In the world of culture and civilization, episode can’t be separated from exposition, place from character. Our fictional characters live in palpable worlds like our own, and the heightened language of poems about them tells our stories, also. Masters’s Spoon River Anthology, Williams’s Paterson, Berryman’s Dream Songs, Merrill’s The Changing Light at

Sandover show the modern range of response to the relationship between figures in the mind and real-life figures who have places to keep or to lose. As we read, the real and the imagined places become ours. Indeed, the poems themselves would be inconceivable without their relief maps of emotions, for our most intense emotions are always tied to some person, some place.

The more we pay attention to place, the more we see its many forms. We see people coming together in railroad stations and airports, town halls and fire stations, and there affecting each other. We can write about people in all those places though they may take their identities from the distant, green hills.

The seasons change; so do people and places. So does our language in all its aspects–our national language, our common dialect, our personal idiolect.  Changes in our personal speech most accurately measure our overall change as we go from year to year and from place to place. The place where I now live is tranquil and beautiful. I keep looking for ways to express its indifferent magnificence, but the danger of sentimentalizing it restrains me. After all, when you’re fishing a stream, you may think you hear voices–it’s the water “talking”–but if you start talking back, you’re crazy.

The first place I imagined I belonged was an old-fashioned summer house under tall pines by a lake; the second, a pegged, red barn at sunset where we kept the cows and the mow always smelled of sweet hay; the third was the Dakota wheat fields where I fancied growing up to the sky; the fourth was the New York City waterfront where I shared solidarity with the other longshoremen; and the fifth was a dacha outside Moscow,  which I filled with solitude and years of history.

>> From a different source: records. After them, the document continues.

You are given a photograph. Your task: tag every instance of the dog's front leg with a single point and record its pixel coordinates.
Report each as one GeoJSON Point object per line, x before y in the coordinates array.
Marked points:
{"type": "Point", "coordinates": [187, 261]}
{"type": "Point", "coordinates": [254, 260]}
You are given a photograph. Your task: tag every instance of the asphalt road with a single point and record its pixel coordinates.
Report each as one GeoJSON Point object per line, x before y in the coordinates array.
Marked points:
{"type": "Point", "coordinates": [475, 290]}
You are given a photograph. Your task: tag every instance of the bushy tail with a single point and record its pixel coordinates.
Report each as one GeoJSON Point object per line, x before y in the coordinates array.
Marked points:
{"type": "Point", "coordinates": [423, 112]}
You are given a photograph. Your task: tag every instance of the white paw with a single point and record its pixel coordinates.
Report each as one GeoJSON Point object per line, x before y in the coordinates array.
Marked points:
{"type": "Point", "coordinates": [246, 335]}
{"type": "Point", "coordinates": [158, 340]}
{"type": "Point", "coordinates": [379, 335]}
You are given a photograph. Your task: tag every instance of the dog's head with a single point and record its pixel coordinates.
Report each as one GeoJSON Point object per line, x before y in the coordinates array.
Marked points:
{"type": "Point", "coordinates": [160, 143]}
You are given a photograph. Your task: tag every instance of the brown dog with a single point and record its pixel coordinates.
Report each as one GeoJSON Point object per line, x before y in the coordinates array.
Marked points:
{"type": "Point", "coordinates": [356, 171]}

There have been others since, like the  old, white farmhouse with a view west down a valley across the Green Mountains where my wife Laura and I live now. All together, they turn into the world I’ve known–the way I take the world, the way it takes me. In a final sense, all writing, all painting, all music and all art are only efforts to get closer to defining the one, ultimate place where we suppose we’ll know exactly who we are.